This is why I don't mind using Varnish Enterprise, but I'm reluctant to go all in.
I actually worked for Varnish Software. I know these people personally. I helped hire some of them. I meet them semi-regularly. They are good people.
But if they are acquired by Oracle, it's important for us that the open source Vinyl Cache is still a viable alternative. It's not going to be a drop-in replacement, but it's not going to be a nightmare move either.
That's a pretty OK balance for me.
I don't like that Varnish Enterprise, a proprietary ... version? fork? ... exists. But I'm also one of the people who know best exactly how it came to be, since I was there when it happened.
Ideally I'd like to see Varnish Software focus much more on free software. All these mods that are proprietary seem excessive. The divide makes Varnish or Vinyl Cache adoptions suffer. Nobody benefits from this in the long run.
Rumors are that they are FINALLY getting into the kubernetes space. It's something like 10 years late, but better late than never.

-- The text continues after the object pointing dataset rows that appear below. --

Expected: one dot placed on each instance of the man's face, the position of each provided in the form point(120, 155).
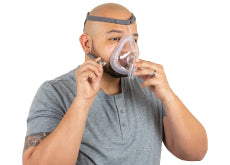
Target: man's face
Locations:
point(106, 39)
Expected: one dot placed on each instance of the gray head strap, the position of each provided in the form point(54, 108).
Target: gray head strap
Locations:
point(110, 20)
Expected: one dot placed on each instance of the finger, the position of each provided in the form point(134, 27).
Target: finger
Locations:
point(149, 82)
point(143, 72)
point(88, 76)
point(90, 67)
point(94, 62)
point(145, 64)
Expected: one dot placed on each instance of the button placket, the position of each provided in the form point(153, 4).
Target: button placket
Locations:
point(120, 103)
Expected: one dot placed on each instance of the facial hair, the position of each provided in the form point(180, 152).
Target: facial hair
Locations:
point(107, 68)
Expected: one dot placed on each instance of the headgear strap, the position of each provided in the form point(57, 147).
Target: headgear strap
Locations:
point(110, 20)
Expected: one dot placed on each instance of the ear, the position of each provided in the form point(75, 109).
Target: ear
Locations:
point(86, 42)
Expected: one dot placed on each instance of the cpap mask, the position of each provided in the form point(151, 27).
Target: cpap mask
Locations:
point(126, 51)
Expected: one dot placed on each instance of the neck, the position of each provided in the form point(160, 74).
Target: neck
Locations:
point(110, 85)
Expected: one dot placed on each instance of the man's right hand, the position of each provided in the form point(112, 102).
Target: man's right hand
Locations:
point(88, 78)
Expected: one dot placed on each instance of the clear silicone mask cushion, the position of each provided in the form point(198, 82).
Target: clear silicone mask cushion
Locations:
point(126, 51)
point(124, 55)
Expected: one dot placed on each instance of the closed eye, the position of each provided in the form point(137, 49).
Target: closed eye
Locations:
point(115, 39)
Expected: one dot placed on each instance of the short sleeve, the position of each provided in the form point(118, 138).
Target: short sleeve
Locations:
point(46, 110)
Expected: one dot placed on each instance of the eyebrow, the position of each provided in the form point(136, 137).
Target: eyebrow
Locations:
point(121, 32)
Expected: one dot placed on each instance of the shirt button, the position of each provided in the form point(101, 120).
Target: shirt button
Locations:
point(123, 124)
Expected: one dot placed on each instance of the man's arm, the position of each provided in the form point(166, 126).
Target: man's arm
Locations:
point(184, 136)
point(63, 144)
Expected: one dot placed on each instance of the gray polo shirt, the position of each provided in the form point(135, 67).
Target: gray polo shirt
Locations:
point(124, 129)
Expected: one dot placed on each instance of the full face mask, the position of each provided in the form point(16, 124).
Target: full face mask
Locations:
point(126, 51)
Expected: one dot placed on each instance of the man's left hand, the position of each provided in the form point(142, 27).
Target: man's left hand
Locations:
point(154, 77)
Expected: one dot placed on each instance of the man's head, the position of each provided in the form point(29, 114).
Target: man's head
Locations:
point(100, 38)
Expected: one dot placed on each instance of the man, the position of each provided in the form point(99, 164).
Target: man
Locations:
point(94, 115)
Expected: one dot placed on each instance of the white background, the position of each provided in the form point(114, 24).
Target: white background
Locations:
point(39, 41)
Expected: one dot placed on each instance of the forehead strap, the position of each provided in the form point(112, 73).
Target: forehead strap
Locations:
point(110, 20)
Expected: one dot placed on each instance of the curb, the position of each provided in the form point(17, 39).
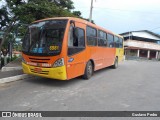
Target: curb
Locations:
point(14, 78)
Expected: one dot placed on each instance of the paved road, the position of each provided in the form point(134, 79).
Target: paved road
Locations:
point(133, 86)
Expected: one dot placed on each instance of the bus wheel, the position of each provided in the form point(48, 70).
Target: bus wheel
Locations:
point(88, 70)
point(115, 63)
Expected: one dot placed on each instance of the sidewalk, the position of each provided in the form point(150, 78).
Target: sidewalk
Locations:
point(12, 72)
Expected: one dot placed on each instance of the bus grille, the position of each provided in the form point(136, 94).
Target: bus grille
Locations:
point(39, 60)
point(42, 72)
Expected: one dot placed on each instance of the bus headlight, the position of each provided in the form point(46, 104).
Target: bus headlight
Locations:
point(23, 60)
point(59, 63)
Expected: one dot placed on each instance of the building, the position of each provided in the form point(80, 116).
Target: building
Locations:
point(142, 44)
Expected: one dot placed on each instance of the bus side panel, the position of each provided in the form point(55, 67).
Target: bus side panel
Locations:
point(102, 56)
point(120, 54)
point(76, 63)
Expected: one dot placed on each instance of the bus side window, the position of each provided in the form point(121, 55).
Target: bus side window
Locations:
point(110, 39)
point(102, 39)
point(116, 40)
point(91, 36)
point(76, 43)
point(120, 43)
point(70, 36)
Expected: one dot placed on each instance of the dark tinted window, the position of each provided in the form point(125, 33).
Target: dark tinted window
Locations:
point(120, 43)
point(91, 36)
point(102, 38)
point(116, 41)
point(110, 40)
point(76, 44)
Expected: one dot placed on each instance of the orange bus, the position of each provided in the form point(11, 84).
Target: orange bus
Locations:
point(65, 47)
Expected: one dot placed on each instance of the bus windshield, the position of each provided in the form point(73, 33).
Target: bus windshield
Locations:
point(44, 38)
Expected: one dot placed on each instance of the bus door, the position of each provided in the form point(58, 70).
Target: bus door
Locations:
point(76, 50)
point(120, 49)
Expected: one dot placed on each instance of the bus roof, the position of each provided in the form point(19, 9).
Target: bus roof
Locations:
point(81, 21)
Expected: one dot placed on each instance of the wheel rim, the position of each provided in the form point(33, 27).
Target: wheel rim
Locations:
point(89, 71)
point(116, 63)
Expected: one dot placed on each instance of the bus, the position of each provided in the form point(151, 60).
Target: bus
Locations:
point(66, 47)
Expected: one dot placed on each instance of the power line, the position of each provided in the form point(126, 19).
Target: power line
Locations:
point(122, 10)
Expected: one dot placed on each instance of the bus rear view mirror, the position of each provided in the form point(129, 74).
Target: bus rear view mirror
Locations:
point(75, 36)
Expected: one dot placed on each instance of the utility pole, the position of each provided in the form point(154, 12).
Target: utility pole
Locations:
point(90, 15)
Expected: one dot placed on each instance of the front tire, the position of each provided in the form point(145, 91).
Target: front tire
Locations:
point(115, 63)
point(88, 70)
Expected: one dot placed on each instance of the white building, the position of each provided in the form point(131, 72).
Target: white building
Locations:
point(142, 44)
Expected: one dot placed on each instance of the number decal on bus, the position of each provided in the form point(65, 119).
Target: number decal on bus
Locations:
point(54, 48)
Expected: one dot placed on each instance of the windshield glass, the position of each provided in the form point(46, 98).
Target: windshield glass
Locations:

This work, whatever it is, needs to work with Vinyl cache, and should be open source, if we want adoptions of EITHER Vinyl or Varnish to grow.
In 2010, it felt like "everyone" talked about Varnish, now, it feels like something left behind in the past, but the alternatives all suck.
@kly we have this out for ages: https://gitlab.com/uplex/varnish/k8s-ingress
but instead of collaborating, some people decided to rather vibe code something…
@kly viking _is_ "the ingress"
the details are more nuanced: the data path is through haproxy/vinyl, viking is the ingress _controller_, configuring multiple viking/haproxy instances through the VCLI and dataplane api.
this is different to many/most ingress implementations, where the controller always comes with the data path.
this approach has the advantage of almost no cluster privileges for the data path containers.